%matplotlib inline
%autosave 10
Autosaving every 10 seconds
import gensim
import cPickle as pickle
from sklearn import *
import numpy
from matplotlib import pyplot
/usr/lib64/python2.7/site-packages/sklearn/pls.py:7: DeprecationWarning: This module has been moved to cross_decomposition and will be removed in 0.16 "removed in 0.16", DeprecationWarning)
articles = pickle.load(open('data/plos_biology_articles_unfurled.list','r'))
dois = pickle.load(open('data/plos_biology_dois.list','r'))
articles[0][:10]
['introduction', 'during', '1980s', '1990s', 'methods', 'molecular', 'genetics', 'used', 'determine', 'contributions']
dois[0]
'10.1371/journal.pbio.1000584'
Checking the main text of the above DOI we make certain that the article stored in articles[0]
corresponds to the DOI stored in dois[0]
.
Let us now load the same corpus as in articles
but already formatted as a numerical matrix that represents each article (row of the matrix) as a bag of words.
We generated this corpus and the corresponding dictionary earlier.
corpus = gensim.corpora.MmCorpus('data/plos_biology_corpus.mm')
dictionary = dictionary = gensim.corpora.dictionary.Dictionary().load('data/plos_biology.dict')
corpus_mat = gensim.matutils.corpus2csc(corpus)
corpus_mat = corpus_mat.T
print corpus_mat.shape
(1754, 27210)
svd = decomposition.TruncatedSVD(n_components=2)
corpus_mat_transform = svd.fit_transform(corpus_mat)
pyplot.scatter(corpus_mat_transform[:,0], corpus_mat_transform[:,1])
pyplot.scatter(numpy.median(corpus_mat_transform, axis=0)[0], numpy.median(corpus_mat_transform, axis=1)[1], color='red')
<matplotlib.collections.PathCollection at 0x3691fb10>
As we can see there are a few articles that lie relatively far away from the bulk of the corpus.

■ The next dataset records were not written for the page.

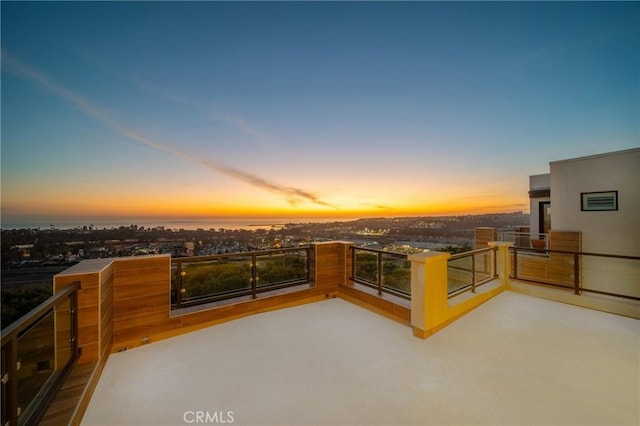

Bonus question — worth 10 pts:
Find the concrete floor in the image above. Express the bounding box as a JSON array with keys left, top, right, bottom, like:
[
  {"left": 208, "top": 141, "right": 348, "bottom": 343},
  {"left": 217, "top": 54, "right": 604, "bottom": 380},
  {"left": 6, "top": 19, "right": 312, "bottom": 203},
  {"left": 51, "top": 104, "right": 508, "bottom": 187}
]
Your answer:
[{"left": 82, "top": 292, "right": 639, "bottom": 426}]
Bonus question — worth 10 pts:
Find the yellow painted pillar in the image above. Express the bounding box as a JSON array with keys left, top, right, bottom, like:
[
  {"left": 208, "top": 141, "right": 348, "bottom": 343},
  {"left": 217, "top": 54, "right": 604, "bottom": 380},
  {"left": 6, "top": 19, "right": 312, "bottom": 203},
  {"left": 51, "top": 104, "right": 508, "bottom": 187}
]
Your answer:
[
  {"left": 488, "top": 241, "right": 513, "bottom": 287},
  {"left": 409, "top": 251, "right": 451, "bottom": 339}
]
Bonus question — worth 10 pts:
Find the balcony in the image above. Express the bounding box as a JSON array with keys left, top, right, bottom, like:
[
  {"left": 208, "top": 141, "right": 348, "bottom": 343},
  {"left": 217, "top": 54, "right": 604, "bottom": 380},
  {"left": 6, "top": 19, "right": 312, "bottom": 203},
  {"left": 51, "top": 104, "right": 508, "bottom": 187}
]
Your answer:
[{"left": 2, "top": 238, "right": 638, "bottom": 425}]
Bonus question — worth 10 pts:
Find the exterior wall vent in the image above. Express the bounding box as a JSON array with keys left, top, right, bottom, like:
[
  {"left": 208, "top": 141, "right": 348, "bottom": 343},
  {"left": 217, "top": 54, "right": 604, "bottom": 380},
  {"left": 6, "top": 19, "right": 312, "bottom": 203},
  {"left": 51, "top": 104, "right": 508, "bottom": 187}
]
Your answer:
[{"left": 581, "top": 191, "right": 618, "bottom": 211}]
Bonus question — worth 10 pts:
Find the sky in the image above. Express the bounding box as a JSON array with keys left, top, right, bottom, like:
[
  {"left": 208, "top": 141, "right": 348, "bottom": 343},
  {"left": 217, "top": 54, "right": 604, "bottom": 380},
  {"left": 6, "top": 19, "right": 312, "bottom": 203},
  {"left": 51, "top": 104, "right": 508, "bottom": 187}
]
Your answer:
[{"left": 1, "top": 1, "right": 638, "bottom": 224}]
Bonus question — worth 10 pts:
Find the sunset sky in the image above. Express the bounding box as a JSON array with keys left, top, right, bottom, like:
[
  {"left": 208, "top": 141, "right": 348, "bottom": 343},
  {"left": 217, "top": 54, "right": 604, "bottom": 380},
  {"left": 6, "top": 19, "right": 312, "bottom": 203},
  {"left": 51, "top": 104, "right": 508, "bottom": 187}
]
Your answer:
[{"left": 2, "top": 2, "right": 638, "bottom": 225}]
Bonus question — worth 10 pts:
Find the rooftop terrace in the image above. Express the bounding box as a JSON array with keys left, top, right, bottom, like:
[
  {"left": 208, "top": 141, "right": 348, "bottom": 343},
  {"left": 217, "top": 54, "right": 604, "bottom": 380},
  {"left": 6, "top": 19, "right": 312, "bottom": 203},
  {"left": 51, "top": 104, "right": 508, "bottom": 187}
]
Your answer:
[
  {"left": 2, "top": 231, "right": 638, "bottom": 426},
  {"left": 82, "top": 292, "right": 639, "bottom": 425}
]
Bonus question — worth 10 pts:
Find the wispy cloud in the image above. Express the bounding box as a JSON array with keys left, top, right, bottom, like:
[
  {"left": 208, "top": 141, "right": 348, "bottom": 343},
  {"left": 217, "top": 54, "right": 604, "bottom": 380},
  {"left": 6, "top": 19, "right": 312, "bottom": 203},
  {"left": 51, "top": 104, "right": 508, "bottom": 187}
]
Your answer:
[
  {"left": 133, "top": 78, "right": 276, "bottom": 150},
  {"left": 1, "top": 51, "right": 334, "bottom": 208},
  {"left": 359, "top": 202, "right": 391, "bottom": 211},
  {"left": 77, "top": 48, "right": 277, "bottom": 150},
  {"left": 209, "top": 112, "right": 269, "bottom": 142}
]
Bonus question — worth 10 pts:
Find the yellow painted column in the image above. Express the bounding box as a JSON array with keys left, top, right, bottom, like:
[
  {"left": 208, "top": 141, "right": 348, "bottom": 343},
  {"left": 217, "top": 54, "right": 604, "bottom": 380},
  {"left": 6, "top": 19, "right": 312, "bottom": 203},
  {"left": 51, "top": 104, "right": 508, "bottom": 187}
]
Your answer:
[
  {"left": 488, "top": 241, "right": 513, "bottom": 287},
  {"left": 409, "top": 251, "right": 451, "bottom": 339}
]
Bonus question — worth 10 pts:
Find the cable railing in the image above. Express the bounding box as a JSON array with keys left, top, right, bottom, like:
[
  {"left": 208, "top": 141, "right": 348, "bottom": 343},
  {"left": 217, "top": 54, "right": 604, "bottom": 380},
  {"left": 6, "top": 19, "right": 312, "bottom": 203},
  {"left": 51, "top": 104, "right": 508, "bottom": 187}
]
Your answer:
[
  {"left": 511, "top": 247, "right": 640, "bottom": 301},
  {"left": 447, "top": 247, "right": 497, "bottom": 298},
  {"left": 1, "top": 282, "right": 80, "bottom": 426},
  {"left": 172, "top": 247, "right": 312, "bottom": 309},
  {"left": 350, "top": 247, "right": 411, "bottom": 300}
]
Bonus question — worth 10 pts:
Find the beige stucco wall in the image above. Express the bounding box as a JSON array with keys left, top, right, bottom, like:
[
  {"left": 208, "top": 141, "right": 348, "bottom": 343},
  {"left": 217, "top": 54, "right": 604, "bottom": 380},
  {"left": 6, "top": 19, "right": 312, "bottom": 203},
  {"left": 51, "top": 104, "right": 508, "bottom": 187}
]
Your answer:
[
  {"left": 550, "top": 148, "right": 639, "bottom": 256},
  {"left": 549, "top": 148, "right": 640, "bottom": 297}
]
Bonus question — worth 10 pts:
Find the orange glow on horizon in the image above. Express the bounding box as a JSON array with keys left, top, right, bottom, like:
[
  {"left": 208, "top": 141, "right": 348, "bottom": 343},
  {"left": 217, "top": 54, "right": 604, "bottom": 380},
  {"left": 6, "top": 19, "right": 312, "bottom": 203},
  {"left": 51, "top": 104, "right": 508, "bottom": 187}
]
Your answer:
[{"left": 1, "top": 176, "right": 530, "bottom": 221}]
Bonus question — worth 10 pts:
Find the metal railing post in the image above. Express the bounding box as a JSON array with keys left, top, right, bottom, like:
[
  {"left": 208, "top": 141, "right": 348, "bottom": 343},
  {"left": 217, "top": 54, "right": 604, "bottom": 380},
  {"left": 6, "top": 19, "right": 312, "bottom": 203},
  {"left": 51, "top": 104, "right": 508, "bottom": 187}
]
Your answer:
[
  {"left": 377, "top": 252, "right": 383, "bottom": 296},
  {"left": 493, "top": 247, "right": 498, "bottom": 278},
  {"left": 306, "top": 248, "right": 312, "bottom": 286},
  {"left": 471, "top": 253, "right": 476, "bottom": 293},
  {"left": 512, "top": 248, "right": 518, "bottom": 279},
  {"left": 177, "top": 261, "right": 184, "bottom": 308},
  {"left": 350, "top": 247, "right": 355, "bottom": 282},
  {"left": 251, "top": 254, "right": 257, "bottom": 299},
  {"left": 70, "top": 290, "right": 78, "bottom": 358},
  {"left": 574, "top": 252, "right": 580, "bottom": 295}
]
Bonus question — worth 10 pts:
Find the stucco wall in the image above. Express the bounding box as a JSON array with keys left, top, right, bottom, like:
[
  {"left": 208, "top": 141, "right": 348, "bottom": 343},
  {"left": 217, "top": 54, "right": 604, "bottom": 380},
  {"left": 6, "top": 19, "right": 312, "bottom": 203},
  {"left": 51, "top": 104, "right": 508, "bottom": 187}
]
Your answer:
[
  {"left": 550, "top": 148, "right": 639, "bottom": 297},
  {"left": 550, "top": 148, "right": 639, "bottom": 256}
]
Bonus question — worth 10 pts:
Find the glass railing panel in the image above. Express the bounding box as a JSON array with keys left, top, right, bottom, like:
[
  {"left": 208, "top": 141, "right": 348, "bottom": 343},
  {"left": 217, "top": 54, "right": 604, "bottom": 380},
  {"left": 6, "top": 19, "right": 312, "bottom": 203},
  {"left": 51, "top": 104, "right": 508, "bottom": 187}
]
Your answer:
[
  {"left": 498, "top": 231, "right": 549, "bottom": 249},
  {"left": 1, "top": 283, "right": 78, "bottom": 426},
  {"left": 381, "top": 254, "right": 411, "bottom": 295},
  {"left": 448, "top": 256, "right": 472, "bottom": 294},
  {"left": 353, "top": 249, "right": 378, "bottom": 284},
  {"left": 2, "top": 344, "right": 9, "bottom": 424},
  {"left": 581, "top": 256, "right": 640, "bottom": 299},
  {"left": 16, "top": 310, "right": 55, "bottom": 420},
  {"left": 179, "top": 257, "right": 252, "bottom": 302},
  {"left": 256, "top": 250, "right": 308, "bottom": 288},
  {"left": 474, "top": 250, "right": 493, "bottom": 283}
]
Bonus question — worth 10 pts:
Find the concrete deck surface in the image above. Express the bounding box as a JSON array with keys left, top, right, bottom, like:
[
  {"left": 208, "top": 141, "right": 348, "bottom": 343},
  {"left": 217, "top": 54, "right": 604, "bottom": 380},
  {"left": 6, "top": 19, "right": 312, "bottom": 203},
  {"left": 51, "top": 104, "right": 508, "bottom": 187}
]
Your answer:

Let's focus on some of these:
corpus_mat_transform[corpus_mat_transform[:,0]>150]
array([[ 188.00372631, 206.98116152], [ 173.92168158, 149.52950725], [ 153.28884507, 215.76087149], [ 162.25142408, 102.5657386 ], [ 150.9967843 , 145.03623178]])
numpy.where(corpus_mat_transform[:,0]>150)
(array([ 35, 1074, 1109, 1371, 1544]),)
for index in numpy.where(corpus_mat_transform[:,0]>150)[0]:
print 'http://www.plosbiology.org/article/info:doi/%s' % dois[index]
http://www.plosbiology.org/article/info:doi/10.1371/journal.pbio.1001060 http://www.plosbiology.org/article/info:doi/10.1371/journal.pbio.1001657 http://www.plosbiology.org/article/info:doi/10.1371/journal.pbio.1001283 http://www.plosbiology.org/article/info:doi/10.1371/journal.pbio.1000135 http://www.plosbiology.org/article/info:doi/10.1371/journal.pbio.1000373
The first of these "outliers" in the above reduced space is a Synopsis articles so it may be understandable why that one sticks out. However, the remaining articles are research articles that all deal with neurobiological topics - so off-hand it is not obvious to me why these would lie a bit further away from the bulk of the articles.